Foto de Vanessa Rodrigues |
Há os e-mails para ler, as mensagens de Facebook, os telefonemas não
atendidos, as notificações de notícias, as pendências no caderno, os
pop-ups de mensagens por responder. As imagens rápidas de uma realidade
que acontece na televisão cortam da desigualdade social para o anúncio
de automóvel sexy, do mega desconto do supermercado para o champô que
promete revolucionar o couro cabeludo dos desprovidos de fios de cabelo.
Há todo este bulício intersticial que acontece, imposto, contundente,
cortante, violento, antisséptico. Um estardalhaço que nos esfrangalha a
capacidade de pensar. Este fragor sensorial que nos higieniza. Que não
me deixa, sequer, inventar personagens para esta crónica, porque me
oferece uma miríade de vidas reais com estórias que parecem inventadas.
Por exemplo, há todo este zunzum de festa psicadélica que entorpece
quando leio sobre Alfred Postell, o sem-abrigo com diploma de Harvard,
que acabou na rua vencido pela esquizofrenia, conta o Washington Post.

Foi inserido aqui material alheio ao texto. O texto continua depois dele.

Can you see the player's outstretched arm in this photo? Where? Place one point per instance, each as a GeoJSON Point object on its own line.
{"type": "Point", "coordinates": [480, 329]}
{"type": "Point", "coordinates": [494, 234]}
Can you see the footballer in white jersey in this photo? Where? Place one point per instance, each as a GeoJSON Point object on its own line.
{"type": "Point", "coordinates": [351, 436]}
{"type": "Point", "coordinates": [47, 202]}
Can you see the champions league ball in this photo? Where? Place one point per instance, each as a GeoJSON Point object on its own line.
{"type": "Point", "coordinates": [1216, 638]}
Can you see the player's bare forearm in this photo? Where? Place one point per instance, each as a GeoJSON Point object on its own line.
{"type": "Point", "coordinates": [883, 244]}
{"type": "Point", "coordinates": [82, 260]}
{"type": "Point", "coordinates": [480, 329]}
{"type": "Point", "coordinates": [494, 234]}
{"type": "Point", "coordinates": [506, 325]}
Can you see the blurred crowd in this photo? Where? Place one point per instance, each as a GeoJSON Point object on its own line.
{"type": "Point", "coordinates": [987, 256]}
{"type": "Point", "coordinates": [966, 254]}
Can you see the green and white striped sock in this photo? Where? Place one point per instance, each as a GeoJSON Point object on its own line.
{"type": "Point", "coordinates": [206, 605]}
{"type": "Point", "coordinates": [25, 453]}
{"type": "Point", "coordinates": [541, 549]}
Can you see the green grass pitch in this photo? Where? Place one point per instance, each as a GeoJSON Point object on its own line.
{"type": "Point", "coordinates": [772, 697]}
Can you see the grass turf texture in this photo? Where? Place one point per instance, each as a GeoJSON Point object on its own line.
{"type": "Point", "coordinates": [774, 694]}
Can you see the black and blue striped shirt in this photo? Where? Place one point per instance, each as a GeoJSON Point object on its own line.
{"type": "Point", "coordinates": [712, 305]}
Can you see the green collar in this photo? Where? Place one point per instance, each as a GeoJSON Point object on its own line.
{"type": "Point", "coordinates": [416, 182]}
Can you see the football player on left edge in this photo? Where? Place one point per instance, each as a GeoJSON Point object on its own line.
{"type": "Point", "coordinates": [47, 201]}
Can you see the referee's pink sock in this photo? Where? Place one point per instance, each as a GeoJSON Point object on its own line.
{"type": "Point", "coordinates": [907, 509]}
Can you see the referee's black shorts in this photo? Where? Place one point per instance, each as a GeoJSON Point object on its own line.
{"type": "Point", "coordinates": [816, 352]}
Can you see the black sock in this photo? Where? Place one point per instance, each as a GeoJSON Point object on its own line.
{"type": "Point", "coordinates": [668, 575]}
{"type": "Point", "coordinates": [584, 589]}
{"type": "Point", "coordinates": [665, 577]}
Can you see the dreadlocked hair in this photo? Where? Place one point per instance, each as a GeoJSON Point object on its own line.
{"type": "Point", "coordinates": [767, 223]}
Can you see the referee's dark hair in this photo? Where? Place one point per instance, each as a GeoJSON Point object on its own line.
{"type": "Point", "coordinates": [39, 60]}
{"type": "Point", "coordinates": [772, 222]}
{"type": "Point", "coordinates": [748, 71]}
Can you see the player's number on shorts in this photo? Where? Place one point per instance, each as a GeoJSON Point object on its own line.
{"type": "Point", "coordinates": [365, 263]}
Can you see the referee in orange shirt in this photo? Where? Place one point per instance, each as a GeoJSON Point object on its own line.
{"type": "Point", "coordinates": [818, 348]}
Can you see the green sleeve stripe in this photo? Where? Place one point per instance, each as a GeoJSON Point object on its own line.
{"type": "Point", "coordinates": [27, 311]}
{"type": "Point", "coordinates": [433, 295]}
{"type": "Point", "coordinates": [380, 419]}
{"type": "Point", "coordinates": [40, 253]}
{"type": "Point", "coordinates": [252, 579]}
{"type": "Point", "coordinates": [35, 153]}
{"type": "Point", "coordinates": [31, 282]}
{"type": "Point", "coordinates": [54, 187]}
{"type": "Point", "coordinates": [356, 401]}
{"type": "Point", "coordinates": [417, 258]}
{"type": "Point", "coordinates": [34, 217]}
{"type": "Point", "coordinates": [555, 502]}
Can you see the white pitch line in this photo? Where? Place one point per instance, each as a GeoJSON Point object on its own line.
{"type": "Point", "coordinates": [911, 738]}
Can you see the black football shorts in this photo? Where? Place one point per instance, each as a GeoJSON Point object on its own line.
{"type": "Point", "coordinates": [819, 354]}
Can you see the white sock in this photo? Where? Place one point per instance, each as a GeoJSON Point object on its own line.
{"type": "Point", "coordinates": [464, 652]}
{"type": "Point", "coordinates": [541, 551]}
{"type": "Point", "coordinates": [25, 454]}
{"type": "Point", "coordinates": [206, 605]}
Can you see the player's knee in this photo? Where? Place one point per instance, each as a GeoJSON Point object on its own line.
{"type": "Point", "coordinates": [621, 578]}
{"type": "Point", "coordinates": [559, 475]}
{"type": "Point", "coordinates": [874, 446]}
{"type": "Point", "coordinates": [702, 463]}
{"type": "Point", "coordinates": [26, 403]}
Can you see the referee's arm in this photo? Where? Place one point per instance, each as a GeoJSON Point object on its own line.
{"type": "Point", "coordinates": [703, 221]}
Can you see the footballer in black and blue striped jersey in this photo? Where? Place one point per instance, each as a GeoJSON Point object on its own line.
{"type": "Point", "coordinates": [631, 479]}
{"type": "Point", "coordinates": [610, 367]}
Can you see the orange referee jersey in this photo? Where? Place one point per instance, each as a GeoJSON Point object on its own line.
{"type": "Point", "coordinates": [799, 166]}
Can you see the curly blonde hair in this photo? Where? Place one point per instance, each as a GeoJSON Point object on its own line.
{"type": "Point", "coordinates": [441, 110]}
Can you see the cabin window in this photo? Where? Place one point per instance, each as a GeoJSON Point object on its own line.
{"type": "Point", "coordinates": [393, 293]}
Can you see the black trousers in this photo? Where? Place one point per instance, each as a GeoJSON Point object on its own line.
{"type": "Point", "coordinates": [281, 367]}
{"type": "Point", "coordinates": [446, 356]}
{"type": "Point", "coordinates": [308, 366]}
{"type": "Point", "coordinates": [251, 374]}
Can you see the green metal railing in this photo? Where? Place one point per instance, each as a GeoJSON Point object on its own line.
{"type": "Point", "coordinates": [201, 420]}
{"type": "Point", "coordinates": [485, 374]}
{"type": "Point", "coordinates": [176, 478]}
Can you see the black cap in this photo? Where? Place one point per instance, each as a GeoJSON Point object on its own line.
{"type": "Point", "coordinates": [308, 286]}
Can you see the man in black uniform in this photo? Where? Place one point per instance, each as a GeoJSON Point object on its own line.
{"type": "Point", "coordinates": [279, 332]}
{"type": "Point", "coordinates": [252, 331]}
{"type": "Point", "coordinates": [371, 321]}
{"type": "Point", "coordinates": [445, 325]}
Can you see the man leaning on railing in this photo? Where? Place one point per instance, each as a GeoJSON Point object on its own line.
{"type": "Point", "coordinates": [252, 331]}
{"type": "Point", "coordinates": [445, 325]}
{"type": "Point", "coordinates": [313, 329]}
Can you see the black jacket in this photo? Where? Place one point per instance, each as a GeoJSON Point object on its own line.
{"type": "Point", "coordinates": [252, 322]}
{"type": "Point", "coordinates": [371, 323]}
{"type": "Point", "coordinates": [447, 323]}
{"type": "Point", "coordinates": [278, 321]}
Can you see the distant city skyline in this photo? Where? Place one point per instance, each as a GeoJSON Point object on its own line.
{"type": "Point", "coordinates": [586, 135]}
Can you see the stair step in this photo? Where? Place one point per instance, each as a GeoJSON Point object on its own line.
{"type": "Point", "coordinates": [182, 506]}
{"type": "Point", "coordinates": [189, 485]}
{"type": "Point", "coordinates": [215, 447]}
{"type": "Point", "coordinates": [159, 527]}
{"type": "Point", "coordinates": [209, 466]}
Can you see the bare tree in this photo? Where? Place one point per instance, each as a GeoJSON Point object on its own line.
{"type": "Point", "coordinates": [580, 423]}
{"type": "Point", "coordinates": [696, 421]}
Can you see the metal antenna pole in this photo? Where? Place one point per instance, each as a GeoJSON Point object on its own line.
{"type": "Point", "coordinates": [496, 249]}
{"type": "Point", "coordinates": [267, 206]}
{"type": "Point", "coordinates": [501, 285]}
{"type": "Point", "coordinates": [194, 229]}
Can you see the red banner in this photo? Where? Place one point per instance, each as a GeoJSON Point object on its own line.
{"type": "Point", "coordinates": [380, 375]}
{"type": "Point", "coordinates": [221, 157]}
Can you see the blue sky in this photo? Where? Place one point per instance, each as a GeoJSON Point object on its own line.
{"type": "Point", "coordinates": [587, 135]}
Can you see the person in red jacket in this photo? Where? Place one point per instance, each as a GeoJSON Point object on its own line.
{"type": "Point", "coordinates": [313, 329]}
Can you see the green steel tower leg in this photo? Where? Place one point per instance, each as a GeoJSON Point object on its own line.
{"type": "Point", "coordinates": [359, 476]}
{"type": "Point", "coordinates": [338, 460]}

Se calhar a culpa foi de todo este estrondo que nos endoidece. A
história dele recorda-me a de um outro sem-abrigo, que diziam ter sido
um diplomata francês, que vagueou, durante longo tempo, pela Praça da
República, no Porto, há um par de anos. Arrastava-se, com um barba
generosa, de esconder faces, de tornar um homem espectador da sua vida,
como se habitasse outro corpo.
Tantas são as voltas retorcidas, as vontades vencidas, o rasgo de
solidão, desespero e dimensão mental que, de repente, nos levam a
transpor a fronteira entre algo e o nada. Entre a dimensão de uma vida
que parece destinada à correnteza de um sufoco. Ténue é a fronteira da
impermanência, da vulnerabilidade, deste texto e das mãos vazias. Ténue e
enredada pode ser a invisível barreira de um surto psicótico, de um
esgotamento nervoso, de uma afamada depressão, de um esquecimento, até
de como é o barulho das coisas ao cair. Lembrem-me, por favor, de
inventar um personagem que colecione sons sem endoidecer, que tal como
japim imite os sons à sua volta, e que seja capaz de reproduzir o
silêncio. Já imaginaram todo o silêncio?